In a way, I was happy to feel anonymous. It was one of those days when I dreaded running into somebody that I didn’t have the energy to talk to. Please tell me you can relate.

But then I actually didn’t, and it freaked me out. Maybe I’d been mysteriously transported to Bainbridge, and was under observation — or worse, Mercer! And it’s not even an island!

But these people didn’t look like they were from those places; they looked like us – crusty, somehow, but in a nice way. In the cookie and chips aisle, someone was complaining, out loud, as if needing to be heard, that they were out of gluten-free graham crackers. OK, I was definitely on Vashon.

I headed to fresh vegetables, thinking surely, I would recognize someone squeeze-testing the organic avocados. But no, I only found vaguely unfamiliar shoppers, smiling at me in some cruel episode of Candid Camera.

Then I thought: maybe it was me! Was it I who hadn’t been shopping in months, living only on coffee and electromagnetic radiation from my screens? This also seemed possible, given the aforementioned watching of Netflix.

The kind person at the register didn’t seem familiar either, nor did the grocery-bagging high-schooler. So yes, it was me, I was losing my mind. Or else this is just what aging looked like on Vashon: we know each other so well we don’t have to bother remembering anyone — just smile and nod.

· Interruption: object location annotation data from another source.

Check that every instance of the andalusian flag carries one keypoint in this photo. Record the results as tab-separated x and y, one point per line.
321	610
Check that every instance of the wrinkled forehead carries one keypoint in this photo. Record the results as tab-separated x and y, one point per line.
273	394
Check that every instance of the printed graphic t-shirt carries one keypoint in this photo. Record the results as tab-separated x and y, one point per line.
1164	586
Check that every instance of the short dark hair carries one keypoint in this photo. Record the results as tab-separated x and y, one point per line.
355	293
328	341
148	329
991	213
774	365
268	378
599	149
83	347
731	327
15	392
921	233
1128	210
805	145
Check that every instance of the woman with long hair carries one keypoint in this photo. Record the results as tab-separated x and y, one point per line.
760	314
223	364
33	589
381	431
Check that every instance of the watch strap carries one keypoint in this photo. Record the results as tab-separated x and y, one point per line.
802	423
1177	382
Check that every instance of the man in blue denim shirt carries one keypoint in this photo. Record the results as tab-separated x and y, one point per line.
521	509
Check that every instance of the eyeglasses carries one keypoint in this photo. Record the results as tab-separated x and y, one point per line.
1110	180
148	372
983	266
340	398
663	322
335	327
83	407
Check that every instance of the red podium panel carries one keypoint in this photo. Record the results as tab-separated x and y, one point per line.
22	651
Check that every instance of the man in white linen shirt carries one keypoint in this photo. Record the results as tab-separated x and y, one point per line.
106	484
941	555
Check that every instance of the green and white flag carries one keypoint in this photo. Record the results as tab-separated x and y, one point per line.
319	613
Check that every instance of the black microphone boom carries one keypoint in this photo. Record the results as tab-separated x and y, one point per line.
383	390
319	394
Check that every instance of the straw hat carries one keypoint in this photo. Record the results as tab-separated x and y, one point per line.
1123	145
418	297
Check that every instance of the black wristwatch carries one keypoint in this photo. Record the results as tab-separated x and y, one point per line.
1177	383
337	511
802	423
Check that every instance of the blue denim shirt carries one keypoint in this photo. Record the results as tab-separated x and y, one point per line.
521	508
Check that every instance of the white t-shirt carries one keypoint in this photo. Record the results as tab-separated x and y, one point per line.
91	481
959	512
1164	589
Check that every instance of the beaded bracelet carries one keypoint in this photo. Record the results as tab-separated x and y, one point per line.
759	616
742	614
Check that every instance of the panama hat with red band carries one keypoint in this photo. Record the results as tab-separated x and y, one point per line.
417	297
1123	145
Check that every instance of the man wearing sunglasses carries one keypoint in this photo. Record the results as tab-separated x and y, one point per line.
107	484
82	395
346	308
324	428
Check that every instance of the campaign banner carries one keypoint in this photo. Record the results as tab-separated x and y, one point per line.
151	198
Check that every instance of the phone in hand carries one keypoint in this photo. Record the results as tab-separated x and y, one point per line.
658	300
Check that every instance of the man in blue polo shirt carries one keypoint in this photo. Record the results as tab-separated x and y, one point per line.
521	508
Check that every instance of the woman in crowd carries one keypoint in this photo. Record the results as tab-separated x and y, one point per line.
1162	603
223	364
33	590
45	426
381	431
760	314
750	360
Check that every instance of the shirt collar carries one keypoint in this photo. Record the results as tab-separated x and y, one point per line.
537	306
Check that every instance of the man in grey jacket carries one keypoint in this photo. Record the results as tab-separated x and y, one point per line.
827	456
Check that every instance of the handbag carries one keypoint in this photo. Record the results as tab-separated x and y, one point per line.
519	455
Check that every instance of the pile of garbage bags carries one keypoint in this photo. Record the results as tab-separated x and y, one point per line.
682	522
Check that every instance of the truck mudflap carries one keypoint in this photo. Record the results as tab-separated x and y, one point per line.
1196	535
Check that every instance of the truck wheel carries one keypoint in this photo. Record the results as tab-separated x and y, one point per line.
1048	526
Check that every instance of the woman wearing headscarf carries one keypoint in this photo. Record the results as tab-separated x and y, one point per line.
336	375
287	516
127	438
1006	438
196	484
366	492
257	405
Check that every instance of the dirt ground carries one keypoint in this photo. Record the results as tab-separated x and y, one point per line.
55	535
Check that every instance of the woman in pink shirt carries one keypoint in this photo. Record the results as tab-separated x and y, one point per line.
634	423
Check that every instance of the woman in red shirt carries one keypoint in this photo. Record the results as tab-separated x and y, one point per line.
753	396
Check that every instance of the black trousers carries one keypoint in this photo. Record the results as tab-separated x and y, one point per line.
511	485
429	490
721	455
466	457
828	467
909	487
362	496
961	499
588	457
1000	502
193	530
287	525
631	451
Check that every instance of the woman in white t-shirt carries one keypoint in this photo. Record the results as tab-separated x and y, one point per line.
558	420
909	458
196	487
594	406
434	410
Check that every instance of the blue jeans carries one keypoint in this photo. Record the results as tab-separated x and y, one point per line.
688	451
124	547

As I left the store, to my massive relief I encountered a friend. She introduced me to what she referred to as her new job: a puppy in training. Oh, thank heavens, a recognizable Vashon-ism (irrational pet devotion). This calmed and “grounded” me (a term coined by witches on Vashon). I was home again.

The problem was, once I was actually home again, I was reminded of the four things I’d forgotten. So, 15 minutes after leaving the Twilight Zone, I had to go back. Please tell me this happens to you.

On my second visit, however, the world was right again. I recognized everybody! Exuberant, I rushed up and kissed a good friend on the cheek.

With renewed faith in my social sanity, I brought my four items to the previously unrecognized teller, looked both her and the bagger-at-the-ready straight in the eyes and said, “How wonderful to see a familiar face.” “You too,” they said together, eyes twinkling.

I immediately thought of Heron, one of the world’s great eye-twinklers, whom the island lost a few months back. An adage of hers came to mind, which would have served me well: “You’ll never be a stranger if you take the time to see people…and be seen”.